A large portion of the replacement workers who drove up Thursday were minorities, and the strikers' shouting involved a lot of racial slurs. They yelled ""puta!""- Spanish for bitch-at cars of Hispanic girls that came in. ""You're a perfect example of what Tyson hires!"" one yelled at a black man driving through the gate. ""You fuckin' Puerto Rican shit!"" another yelled. 

 

 

 

Fuller has noticed similar racial comments in his previous trips, but he noted there are Hispanics on the picket line, and focusing on race issues distracts from the strikers' overall struggle. Historically, issues of racism benefit the corporate class by dividing workers amongst themselves instead of uniting them against the corporation, he said. 

 

 

 

""It's preying on people's differences to take away from things they have in common,"" Prosen added.  

 

 

 

Kitsembel concedes the majority of replacement workers are minorities, whereas most of the strikers are white. But she said strikers' animosity toward the replacements centers on the way they derail union efforts, not their ethnicity. 

 

 

 

""I don't consider it a racial thing at all,"" she said.  

 

 

 

 

 

 

 

 

 

 

 

Both parties walked away from negotiations last February and, when questioned, each said they are waiting for the other to come back to the table.  

 

 

 

""Nobody wants a strike,"" Tyson spokesperson Ed Nicholson said. ""Nobody wants the situation that is currently in place there, but the offer we made was made with an effort to keep the plant competitive."" 

 

 

 

But certain aspects of that offer were unacceptable to families, especially the change in health care benefits. Kitsembel and Burns said that was their major point of contention with the offer. Kitsembel's family was covered under her insurance when she worked at Tyson, and now her husband's insurance covers some, but one of her children has no insurance. Burns' four children are covered under the state's Badger Care program, but he and his wife do not qualify, he said. 

 

 

 

Nicholson said Tyson made a better offer than the average blue collar worker receives. Tyson pays 70 to 75 percent of employees' health care package, and while the average American worker has to pay $208 a month for their share in a family health plan, Jefferson workers were offered a basic family plan for $117 a month, he said.
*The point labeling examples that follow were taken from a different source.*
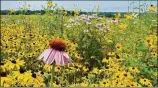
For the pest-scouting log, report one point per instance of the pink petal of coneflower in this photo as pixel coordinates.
(58, 57)
(51, 58)
(45, 54)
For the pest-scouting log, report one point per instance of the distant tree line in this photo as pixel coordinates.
(41, 12)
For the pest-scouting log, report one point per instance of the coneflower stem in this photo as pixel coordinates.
(52, 74)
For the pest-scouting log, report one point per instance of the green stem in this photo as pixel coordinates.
(52, 75)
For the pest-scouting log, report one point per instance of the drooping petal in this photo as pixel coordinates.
(66, 58)
(51, 57)
(57, 57)
(45, 54)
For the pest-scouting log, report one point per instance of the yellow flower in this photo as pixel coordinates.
(50, 4)
(11, 10)
(97, 7)
(118, 46)
(154, 54)
(47, 67)
(152, 8)
(76, 12)
(122, 26)
(145, 81)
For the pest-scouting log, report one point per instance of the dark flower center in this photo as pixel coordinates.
(3, 74)
(34, 75)
(104, 82)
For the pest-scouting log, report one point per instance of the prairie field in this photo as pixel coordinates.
(120, 51)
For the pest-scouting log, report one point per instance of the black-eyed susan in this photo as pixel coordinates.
(104, 83)
(14, 64)
(111, 53)
(57, 69)
(6, 80)
(84, 84)
(144, 81)
(56, 53)
(107, 59)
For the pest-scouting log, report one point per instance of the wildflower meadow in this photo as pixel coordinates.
(62, 48)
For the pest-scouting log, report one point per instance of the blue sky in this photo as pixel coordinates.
(105, 6)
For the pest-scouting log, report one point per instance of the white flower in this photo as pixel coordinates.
(135, 15)
(88, 23)
(65, 24)
(99, 18)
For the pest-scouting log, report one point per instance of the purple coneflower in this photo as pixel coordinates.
(55, 52)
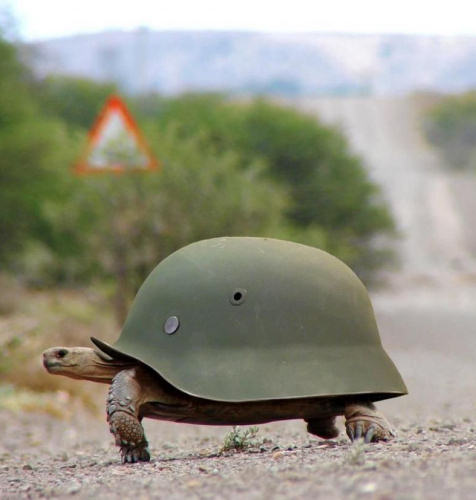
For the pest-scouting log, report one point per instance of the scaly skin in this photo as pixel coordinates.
(136, 392)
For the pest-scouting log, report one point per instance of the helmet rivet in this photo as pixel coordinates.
(237, 297)
(171, 325)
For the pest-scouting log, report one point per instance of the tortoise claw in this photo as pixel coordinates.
(363, 421)
(369, 434)
(134, 455)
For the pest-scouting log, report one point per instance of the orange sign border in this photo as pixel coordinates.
(114, 104)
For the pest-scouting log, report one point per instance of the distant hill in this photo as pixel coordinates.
(284, 64)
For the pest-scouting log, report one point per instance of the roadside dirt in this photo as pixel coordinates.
(427, 319)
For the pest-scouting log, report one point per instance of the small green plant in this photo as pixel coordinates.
(240, 439)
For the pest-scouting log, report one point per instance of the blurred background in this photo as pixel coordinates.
(348, 127)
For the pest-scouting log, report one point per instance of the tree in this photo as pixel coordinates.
(31, 150)
(129, 222)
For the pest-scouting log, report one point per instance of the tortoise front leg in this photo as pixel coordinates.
(362, 420)
(123, 404)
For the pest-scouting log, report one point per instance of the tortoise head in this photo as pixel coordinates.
(81, 363)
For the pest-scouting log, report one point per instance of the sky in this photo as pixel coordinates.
(40, 19)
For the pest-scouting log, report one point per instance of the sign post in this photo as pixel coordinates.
(115, 143)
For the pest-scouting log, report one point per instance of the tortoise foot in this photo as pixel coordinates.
(130, 455)
(129, 436)
(364, 422)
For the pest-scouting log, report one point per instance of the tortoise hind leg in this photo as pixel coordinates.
(322, 427)
(362, 420)
(123, 417)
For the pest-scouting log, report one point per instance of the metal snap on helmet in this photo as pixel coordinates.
(247, 319)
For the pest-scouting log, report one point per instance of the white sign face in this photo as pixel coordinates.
(115, 143)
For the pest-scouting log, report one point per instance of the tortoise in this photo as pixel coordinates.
(241, 331)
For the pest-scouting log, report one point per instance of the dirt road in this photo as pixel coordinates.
(427, 319)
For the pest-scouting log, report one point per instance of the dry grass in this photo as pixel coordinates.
(31, 321)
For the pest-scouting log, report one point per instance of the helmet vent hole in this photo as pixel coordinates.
(238, 296)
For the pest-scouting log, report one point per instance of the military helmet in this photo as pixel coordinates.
(247, 319)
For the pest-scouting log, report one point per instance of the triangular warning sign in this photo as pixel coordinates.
(115, 143)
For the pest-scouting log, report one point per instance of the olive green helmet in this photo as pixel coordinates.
(247, 319)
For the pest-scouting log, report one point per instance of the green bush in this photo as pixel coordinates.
(332, 200)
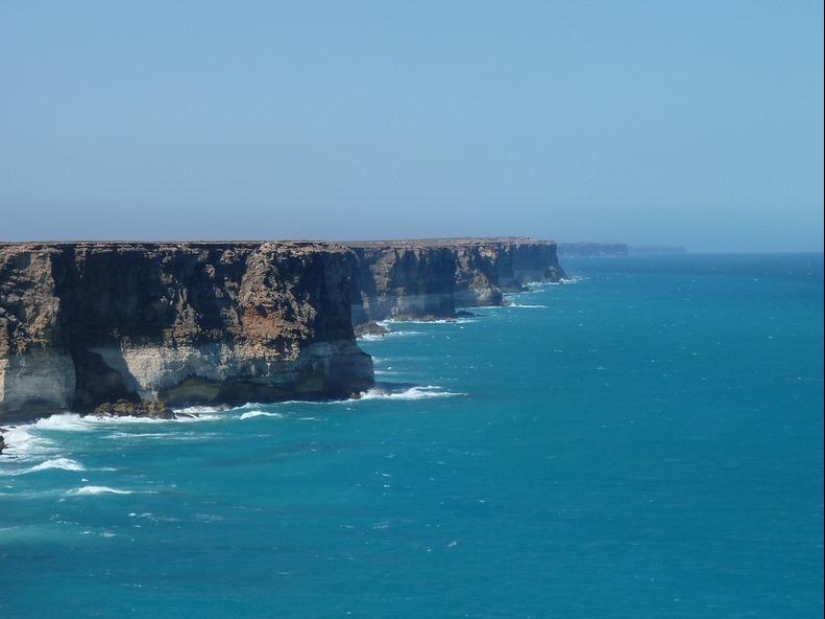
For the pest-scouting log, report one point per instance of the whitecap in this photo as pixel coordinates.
(253, 414)
(65, 464)
(525, 306)
(413, 393)
(64, 422)
(96, 490)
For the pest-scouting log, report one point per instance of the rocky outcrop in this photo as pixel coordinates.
(430, 278)
(90, 325)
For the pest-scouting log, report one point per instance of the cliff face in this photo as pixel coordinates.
(172, 324)
(430, 278)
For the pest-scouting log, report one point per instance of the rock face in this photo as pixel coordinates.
(88, 324)
(430, 278)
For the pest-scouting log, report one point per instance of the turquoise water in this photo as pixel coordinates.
(646, 442)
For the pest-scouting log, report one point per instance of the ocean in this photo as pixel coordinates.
(644, 441)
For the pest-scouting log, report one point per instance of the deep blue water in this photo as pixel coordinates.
(646, 442)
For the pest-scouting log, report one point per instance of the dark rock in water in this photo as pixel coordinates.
(370, 328)
(124, 408)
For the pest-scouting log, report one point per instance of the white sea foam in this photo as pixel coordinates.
(96, 490)
(525, 306)
(372, 337)
(253, 414)
(65, 464)
(22, 444)
(65, 422)
(413, 393)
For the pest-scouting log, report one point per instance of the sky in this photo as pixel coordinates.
(697, 124)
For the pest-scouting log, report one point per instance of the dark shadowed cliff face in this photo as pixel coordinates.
(430, 278)
(172, 324)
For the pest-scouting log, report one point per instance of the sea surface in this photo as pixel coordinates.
(643, 442)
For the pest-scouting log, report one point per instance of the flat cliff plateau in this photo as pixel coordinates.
(430, 278)
(138, 327)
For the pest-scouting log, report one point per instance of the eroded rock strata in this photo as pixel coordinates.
(153, 325)
(430, 278)
(141, 327)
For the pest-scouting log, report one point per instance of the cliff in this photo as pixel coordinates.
(430, 278)
(153, 325)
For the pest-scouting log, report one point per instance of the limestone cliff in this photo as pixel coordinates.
(430, 278)
(171, 324)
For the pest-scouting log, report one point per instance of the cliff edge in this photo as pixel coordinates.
(430, 278)
(88, 325)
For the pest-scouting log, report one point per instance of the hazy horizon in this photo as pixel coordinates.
(649, 123)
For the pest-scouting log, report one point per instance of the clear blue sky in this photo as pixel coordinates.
(692, 123)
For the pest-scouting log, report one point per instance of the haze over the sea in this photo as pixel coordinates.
(697, 124)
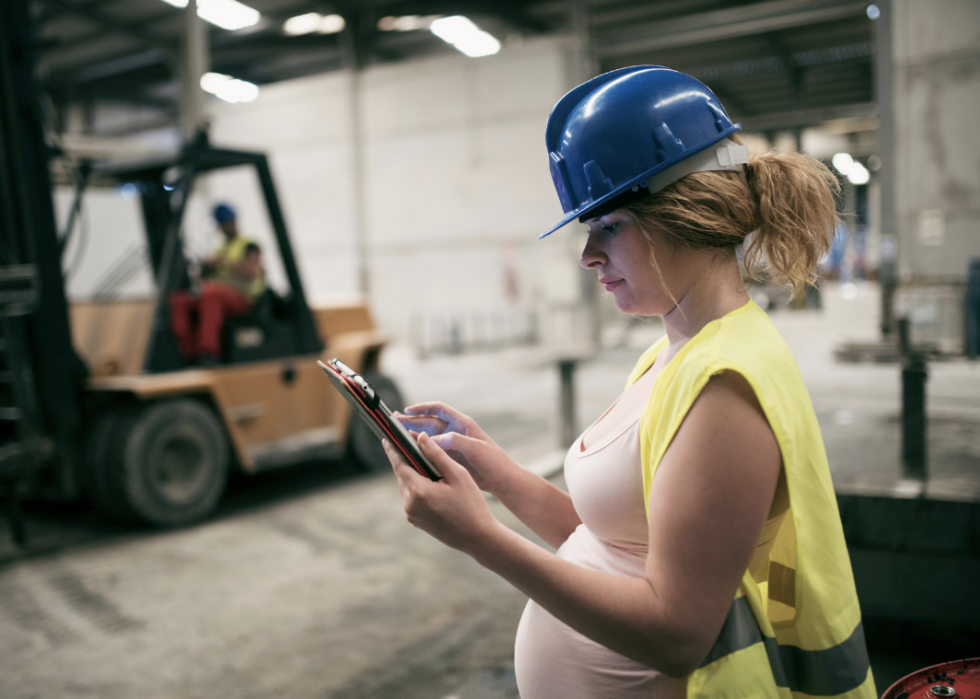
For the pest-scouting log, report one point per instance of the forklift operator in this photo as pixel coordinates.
(232, 280)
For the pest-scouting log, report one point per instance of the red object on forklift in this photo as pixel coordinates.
(959, 678)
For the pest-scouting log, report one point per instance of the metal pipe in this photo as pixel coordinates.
(884, 96)
(566, 405)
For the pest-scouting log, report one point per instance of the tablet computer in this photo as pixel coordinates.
(367, 403)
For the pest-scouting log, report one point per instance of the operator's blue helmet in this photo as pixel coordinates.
(223, 213)
(632, 131)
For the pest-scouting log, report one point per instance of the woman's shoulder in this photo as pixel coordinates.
(745, 339)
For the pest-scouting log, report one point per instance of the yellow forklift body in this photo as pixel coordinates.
(275, 412)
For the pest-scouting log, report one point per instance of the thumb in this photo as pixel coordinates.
(450, 470)
(456, 442)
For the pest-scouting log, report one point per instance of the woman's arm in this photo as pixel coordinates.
(545, 509)
(710, 498)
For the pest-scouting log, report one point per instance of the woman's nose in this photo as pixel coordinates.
(592, 254)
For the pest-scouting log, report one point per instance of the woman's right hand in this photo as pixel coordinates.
(464, 440)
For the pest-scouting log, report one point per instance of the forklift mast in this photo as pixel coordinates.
(41, 376)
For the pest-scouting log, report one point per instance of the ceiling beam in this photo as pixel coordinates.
(798, 119)
(730, 23)
(134, 30)
(513, 11)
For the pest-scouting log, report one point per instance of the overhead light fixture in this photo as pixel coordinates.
(313, 22)
(227, 14)
(228, 88)
(855, 172)
(843, 162)
(858, 174)
(465, 36)
(406, 23)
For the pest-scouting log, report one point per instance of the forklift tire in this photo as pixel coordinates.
(166, 465)
(362, 443)
(96, 476)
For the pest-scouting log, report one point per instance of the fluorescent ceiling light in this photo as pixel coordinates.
(406, 23)
(843, 162)
(228, 88)
(227, 14)
(858, 174)
(314, 22)
(465, 36)
(855, 172)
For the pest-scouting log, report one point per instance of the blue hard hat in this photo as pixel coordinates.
(223, 213)
(613, 133)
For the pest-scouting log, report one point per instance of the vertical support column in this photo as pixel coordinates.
(914, 377)
(353, 59)
(884, 96)
(566, 405)
(194, 62)
(584, 68)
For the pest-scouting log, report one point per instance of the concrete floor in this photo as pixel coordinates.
(309, 582)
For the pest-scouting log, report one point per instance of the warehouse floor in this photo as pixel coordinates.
(309, 582)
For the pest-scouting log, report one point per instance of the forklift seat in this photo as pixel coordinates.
(265, 332)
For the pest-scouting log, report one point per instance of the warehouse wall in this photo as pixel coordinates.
(456, 181)
(936, 49)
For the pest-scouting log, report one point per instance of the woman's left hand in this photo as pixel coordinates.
(453, 509)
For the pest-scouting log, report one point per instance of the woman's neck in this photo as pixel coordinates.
(717, 290)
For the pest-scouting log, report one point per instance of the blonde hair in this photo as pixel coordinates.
(786, 200)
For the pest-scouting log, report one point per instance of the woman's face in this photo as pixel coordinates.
(619, 252)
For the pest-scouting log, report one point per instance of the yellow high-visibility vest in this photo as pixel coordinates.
(234, 251)
(794, 628)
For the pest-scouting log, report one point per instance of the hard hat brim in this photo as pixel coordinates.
(637, 181)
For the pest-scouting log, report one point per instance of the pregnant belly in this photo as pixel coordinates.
(552, 661)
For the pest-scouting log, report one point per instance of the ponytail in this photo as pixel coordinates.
(784, 204)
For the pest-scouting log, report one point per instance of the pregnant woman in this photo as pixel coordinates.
(699, 548)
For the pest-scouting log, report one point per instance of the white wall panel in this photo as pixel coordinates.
(456, 177)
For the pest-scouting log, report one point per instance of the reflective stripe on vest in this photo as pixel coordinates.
(818, 673)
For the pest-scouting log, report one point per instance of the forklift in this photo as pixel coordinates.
(95, 399)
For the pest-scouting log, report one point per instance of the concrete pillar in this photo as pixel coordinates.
(352, 57)
(194, 62)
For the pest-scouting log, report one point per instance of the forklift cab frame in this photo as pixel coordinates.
(277, 327)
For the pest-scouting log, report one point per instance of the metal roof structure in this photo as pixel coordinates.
(776, 64)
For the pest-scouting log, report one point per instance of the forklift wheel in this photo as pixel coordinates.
(362, 443)
(165, 465)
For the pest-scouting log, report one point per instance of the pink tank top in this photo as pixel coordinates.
(551, 660)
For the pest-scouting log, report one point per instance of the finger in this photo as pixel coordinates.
(424, 422)
(403, 470)
(454, 441)
(450, 470)
(437, 409)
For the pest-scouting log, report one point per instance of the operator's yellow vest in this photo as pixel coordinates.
(794, 628)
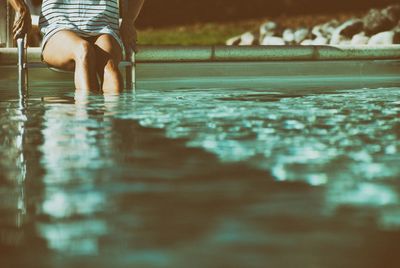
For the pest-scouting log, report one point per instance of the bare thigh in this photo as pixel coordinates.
(60, 50)
(107, 49)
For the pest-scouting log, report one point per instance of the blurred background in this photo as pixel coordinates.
(213, 22)
(163, 13)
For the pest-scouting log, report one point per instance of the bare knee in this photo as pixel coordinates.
(111, 67)
(84, 52)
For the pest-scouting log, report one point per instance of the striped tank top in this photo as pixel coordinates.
(85, 17)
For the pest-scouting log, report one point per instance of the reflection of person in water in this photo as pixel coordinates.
(84, 36)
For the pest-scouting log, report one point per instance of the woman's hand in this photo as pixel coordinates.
(22, 23)
(128, 35)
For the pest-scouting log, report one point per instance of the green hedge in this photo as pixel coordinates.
(169, 12)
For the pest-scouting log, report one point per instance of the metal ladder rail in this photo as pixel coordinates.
(23, 65)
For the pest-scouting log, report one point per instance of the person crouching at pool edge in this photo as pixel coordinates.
(90, 43)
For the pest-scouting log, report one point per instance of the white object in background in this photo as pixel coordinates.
(360, 39)
(272, 41)
(288, 36)
(306, 42)
(320, 41)
(300, 35)
(247, 39)
(234, 41)
(383, 38)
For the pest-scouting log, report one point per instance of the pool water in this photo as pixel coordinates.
(200, 178)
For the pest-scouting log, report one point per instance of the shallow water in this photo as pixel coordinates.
(201, 178)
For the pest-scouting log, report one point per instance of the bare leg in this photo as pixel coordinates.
(67, 50)
(108, 57)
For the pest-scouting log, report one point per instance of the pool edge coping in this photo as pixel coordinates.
(148, 54)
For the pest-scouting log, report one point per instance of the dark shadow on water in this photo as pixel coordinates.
(103, 191)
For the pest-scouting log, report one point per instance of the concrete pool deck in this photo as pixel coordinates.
(255, 66)
(8, 56)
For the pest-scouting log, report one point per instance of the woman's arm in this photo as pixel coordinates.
(130, 12)
(23, 21)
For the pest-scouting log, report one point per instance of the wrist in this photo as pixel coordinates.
(20, 7)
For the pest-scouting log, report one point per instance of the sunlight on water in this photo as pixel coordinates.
(159, 178)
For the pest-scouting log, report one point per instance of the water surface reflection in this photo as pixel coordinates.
(195, 178)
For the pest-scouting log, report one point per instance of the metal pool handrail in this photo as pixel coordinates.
(148, 54)
(24, 65)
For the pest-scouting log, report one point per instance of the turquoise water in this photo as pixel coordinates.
(200, 178)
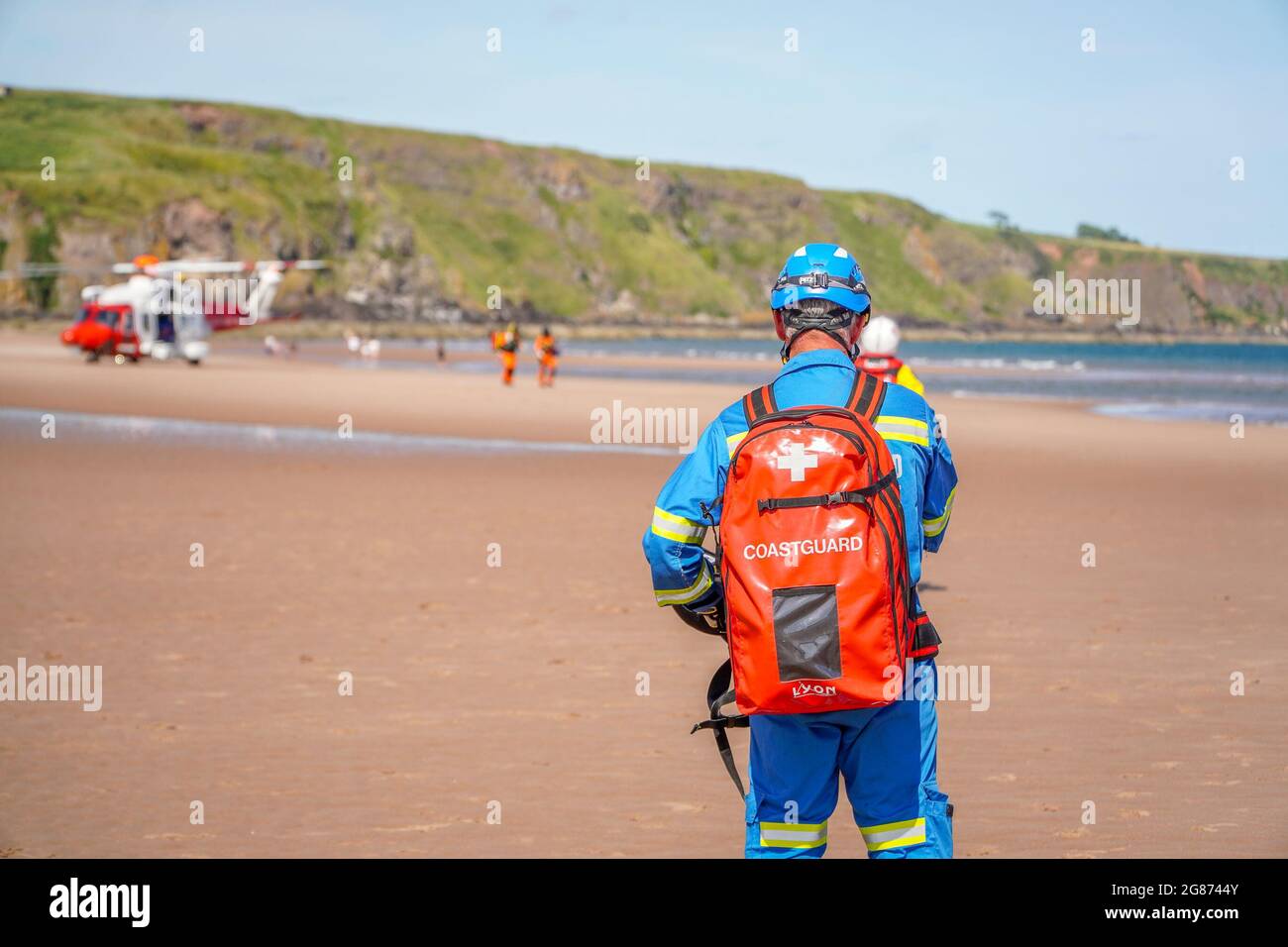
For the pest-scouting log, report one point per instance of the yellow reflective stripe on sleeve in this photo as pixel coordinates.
(682, 596)
(932, 527)
(894, 834)
(677, 528)
(793, 835)
(911, 429)
(909, 379)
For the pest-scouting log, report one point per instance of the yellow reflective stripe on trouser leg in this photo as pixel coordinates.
(894, 834)
(932, 527)
(683, 596)
(677, 528)
(793, 835)
(911, 429)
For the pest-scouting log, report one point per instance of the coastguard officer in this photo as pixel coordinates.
(887, 755)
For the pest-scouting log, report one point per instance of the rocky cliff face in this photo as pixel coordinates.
(424, 226)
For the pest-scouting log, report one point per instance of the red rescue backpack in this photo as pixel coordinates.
(814, 565)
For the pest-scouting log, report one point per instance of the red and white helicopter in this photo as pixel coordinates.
(168, 309)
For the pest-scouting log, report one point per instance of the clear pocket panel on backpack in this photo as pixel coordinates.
(806, 633)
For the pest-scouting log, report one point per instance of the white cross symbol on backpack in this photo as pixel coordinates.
(797, 460)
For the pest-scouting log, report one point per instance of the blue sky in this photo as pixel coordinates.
(1137, 134)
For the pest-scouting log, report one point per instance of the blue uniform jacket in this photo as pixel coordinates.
(927, 479)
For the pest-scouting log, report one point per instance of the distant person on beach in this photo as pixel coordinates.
(505, 343)
(822, 517)
(879, 342)
(548, 359)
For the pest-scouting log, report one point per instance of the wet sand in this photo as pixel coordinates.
(515, 685)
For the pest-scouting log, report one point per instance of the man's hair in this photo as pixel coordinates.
(811, 309)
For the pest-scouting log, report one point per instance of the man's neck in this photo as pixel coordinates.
(814, 342)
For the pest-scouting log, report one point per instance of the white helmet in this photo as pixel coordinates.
(880, 337)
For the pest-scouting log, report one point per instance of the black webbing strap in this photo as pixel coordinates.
(720, 694)
(758, 403)
(925, 634)
(861, 496)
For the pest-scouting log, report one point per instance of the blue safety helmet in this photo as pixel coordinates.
(820, 270)
(820, 289)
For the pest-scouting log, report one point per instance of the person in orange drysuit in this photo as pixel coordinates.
(505, 342)
(548, 359)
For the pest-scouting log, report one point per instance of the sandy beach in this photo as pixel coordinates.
(513, 689)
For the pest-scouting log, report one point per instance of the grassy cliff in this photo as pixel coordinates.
(411, 217)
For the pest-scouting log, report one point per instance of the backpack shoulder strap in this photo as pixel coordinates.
(866, 395)
(758, 403)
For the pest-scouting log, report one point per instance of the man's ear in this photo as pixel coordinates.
(857, 326)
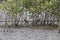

But Peters said that plan does not include certain simple benefits, like mammograms. The union realizes health care costs have gone up, and they were willing to pay more, but ""we just want something we can use,"" he said. 

 

 

 

Faced with what they see as no alternative, the workers will continue to picket as the weather turns colder and snow covers the ground. When asked how the conflict could finally be resolved, Peters did not have much in the way of solutions. 

 

 

 

""We're willing to meet any time,"" he said. 

 

 

 

Nicholson did not have much either. 

 

 

 

""We have not received any calls from the union requesting that we go back to the bargaining table,"" he said.